Posted 23 July 2017 - 04:37 PM
No, in passthough mode, all VMs share the same GPU and each gets all of it, but in a shared, multiplexed way. With XenServer, however, you can still only assign one VM to run in passthrough mode to a GPU - you can't share it with other VMs. To share a GPU in passthrough mode with multiple VMs, you'd need to do something like running a VM as an RDS terminal server and allow VMs to connect in turn to it.
I'd guess you could probably support 4-10 users with a GPU like that, depending on how intensive their apps are. With more sophisticated GPUs, vGPUs can be allocated which guaranty a certain amount of GPU memory, but the processing itself is time sliced, meaning that each user gets a short time when the session will be actively processed, then it moves on to the next, and goes around. The advantage there is that data need not be constantly shuffled back and forth between the GPU memory and external storage if not all jobs can be contained within the GPU's memory. That's why the amount of GPU memory available can be just as important as the speed and power of the GPU engine, itself.

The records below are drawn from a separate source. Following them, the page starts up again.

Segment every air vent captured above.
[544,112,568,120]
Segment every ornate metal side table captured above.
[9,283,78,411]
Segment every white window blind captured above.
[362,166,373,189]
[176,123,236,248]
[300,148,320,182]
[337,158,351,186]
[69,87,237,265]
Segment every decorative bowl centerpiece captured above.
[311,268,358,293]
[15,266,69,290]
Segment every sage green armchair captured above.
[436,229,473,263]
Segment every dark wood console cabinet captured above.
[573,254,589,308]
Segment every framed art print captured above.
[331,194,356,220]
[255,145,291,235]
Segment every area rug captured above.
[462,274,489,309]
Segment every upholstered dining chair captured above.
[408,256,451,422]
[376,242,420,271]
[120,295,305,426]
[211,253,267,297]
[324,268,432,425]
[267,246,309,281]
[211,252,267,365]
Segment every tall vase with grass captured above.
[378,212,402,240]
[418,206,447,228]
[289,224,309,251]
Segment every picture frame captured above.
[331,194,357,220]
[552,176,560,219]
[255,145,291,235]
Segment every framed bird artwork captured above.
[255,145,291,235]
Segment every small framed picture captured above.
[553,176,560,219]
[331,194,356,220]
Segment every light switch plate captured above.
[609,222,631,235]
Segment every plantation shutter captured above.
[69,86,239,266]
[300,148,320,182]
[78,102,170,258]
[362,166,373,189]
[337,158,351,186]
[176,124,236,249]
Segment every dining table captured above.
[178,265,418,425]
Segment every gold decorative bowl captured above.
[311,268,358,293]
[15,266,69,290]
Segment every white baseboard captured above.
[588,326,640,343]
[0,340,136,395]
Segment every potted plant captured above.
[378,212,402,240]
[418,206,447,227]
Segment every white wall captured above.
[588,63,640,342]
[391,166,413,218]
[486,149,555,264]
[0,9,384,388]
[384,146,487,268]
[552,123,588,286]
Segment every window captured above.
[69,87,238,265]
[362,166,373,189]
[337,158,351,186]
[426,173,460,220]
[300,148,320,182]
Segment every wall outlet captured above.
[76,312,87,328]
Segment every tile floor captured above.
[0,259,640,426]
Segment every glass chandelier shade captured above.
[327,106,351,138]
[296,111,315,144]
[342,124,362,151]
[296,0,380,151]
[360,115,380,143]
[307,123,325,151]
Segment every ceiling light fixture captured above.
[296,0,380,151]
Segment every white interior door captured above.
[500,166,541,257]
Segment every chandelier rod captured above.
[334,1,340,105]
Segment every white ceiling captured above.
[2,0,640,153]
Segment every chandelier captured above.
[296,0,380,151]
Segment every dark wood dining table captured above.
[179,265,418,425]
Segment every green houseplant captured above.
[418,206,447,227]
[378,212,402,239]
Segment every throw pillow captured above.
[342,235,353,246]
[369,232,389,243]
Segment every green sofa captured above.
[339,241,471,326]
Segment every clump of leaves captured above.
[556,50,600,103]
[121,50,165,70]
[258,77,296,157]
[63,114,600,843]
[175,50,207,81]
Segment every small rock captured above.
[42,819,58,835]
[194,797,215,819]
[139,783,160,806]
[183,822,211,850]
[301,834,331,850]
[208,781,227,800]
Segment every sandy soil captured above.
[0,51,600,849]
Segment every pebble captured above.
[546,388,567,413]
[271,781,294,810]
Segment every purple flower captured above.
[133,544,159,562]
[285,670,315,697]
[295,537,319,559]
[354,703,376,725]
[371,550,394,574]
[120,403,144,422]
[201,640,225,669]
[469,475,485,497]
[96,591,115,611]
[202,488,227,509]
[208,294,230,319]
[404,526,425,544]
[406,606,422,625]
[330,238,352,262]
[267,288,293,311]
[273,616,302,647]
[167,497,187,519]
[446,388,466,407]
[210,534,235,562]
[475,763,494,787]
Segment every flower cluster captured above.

Depending on if a user had a dedicated GPU and the amount of memory (2GB in your case) was adequate to hold all the data to be processed, that could be faster, but if more memory is needed that will start eating into the performance. Best is to see what sort of memory requirements your tasks use. You can test this out on a desktop with a basic GPU on your system by running such routines as GPUprofiler to see what your typical resource usage is for different applications and use that as a guide.
For any workstation load, I think 2 VGPUs is always desirable. For our Windows 10 instances now, we see for students typically around just 3 GB of RAM being used (we allocate 4 GB but configure it to be able to be ballooned between 3 and 4 GB). Your more intensive environment may require more than that. Again, monitoring performance is key to tuning the environment to work best with the resources you have or worst case, to identify and justify what is needed to bring it up to par.
Many vGPU scenarios require a very different licensing model which can add significantly to costs, so if funds are limited, you will probably be way cheaper off to use some sort of passthrough mechanism.
As to the best bang for the buck in GPU passthrough, I'd give the NVIDIA P5000 a good look. We're thinking of using it for RDS support on standalone Windows 2016 servers, but it could be used as a passthrough engine for a VM supporting RDS, as well.